"You shall love the Lord your God with all your heart and with all your soul and with all your mind. This is the great and first commandment. And a second is like it: You shall love your neighbor as yourself. On these two commandments depend all the Law and the Prophets." (Matthew 22:37-40)
Jesus loves to surprise people. It is of course his nature to do so, especially to those people who want to trap him in his own words and indict him based on his response to questions. This was certainly the case with the lawyer who was a Pharisee, for he would see much pleasure in making the One who says he is the Christ trip over his own argumentation. For Jesus, who in many cases criticised the Jewish leaders for stacking more laws than ever on top of the revealed law, it was his turn to be asked, "Teacher, which is the greatest commandment in the law?"
His response is staggering and logical and true. The greatest commandment is to love God with every fiber of your being: your heart, your soul, and your mind. This is a horizontal relationship that revives the Spirit, strengthens good works, and glorifies him. Naturally then, it is the most important, and to fail in this one area is to fail in all virtuous areas, for there is no true virtue that has its branch severed from this root.
But then Jesus continues by saying that the second is like it: "You shall love your neighbor as yourself." What did he mean? What was his point in saying this? Many have concluded that Jesus believes that it is only when one loves himself properly and esteems who God made him or her to be that one can love others in a correct manner. As if he is saying, "Loving yourself is important because loving others is important. When you learn to love yourself properly you can love others properly as well."
This is far from his point. Jesus aims to teach us that just as there is a natural inclination in every heart to sustain oneself--to feed oneself, put clothes on oneself, and indeed love oneself, there should be the same inclination to love others.
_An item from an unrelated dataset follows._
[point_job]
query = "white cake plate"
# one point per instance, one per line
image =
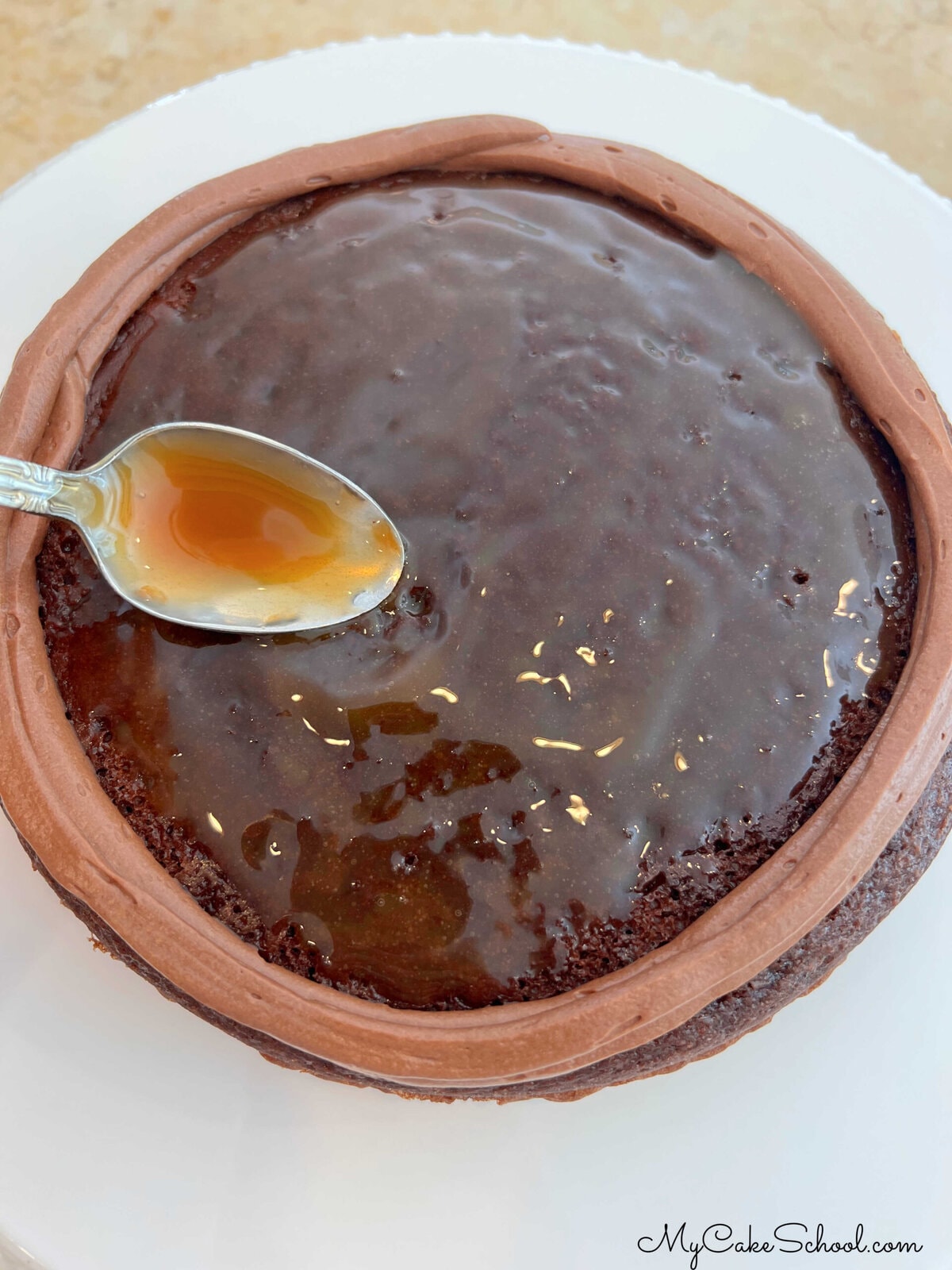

In other words, rather than saying, "Love yourself; and love others too," the emphasis is rather, "Everyone naturally loves there own self--use that same energy and devotion that you naturally have for yourself, for others' good."
Do you see the difference? One turns the command almost on its head to a plea for more self-love and affirmation, almost as though it were a means to accomplishing more love for others, whereas the other keeps the love for God as supreme. One commands both love of self and love for others, the other assumes love of self and commands love for others. Only one interpretation sustains a God-centered approach and nourishes acts of love.
So, love Christ supremely...and demonstrate to the world that your care for them is just as intense as your natural desire to love yourself.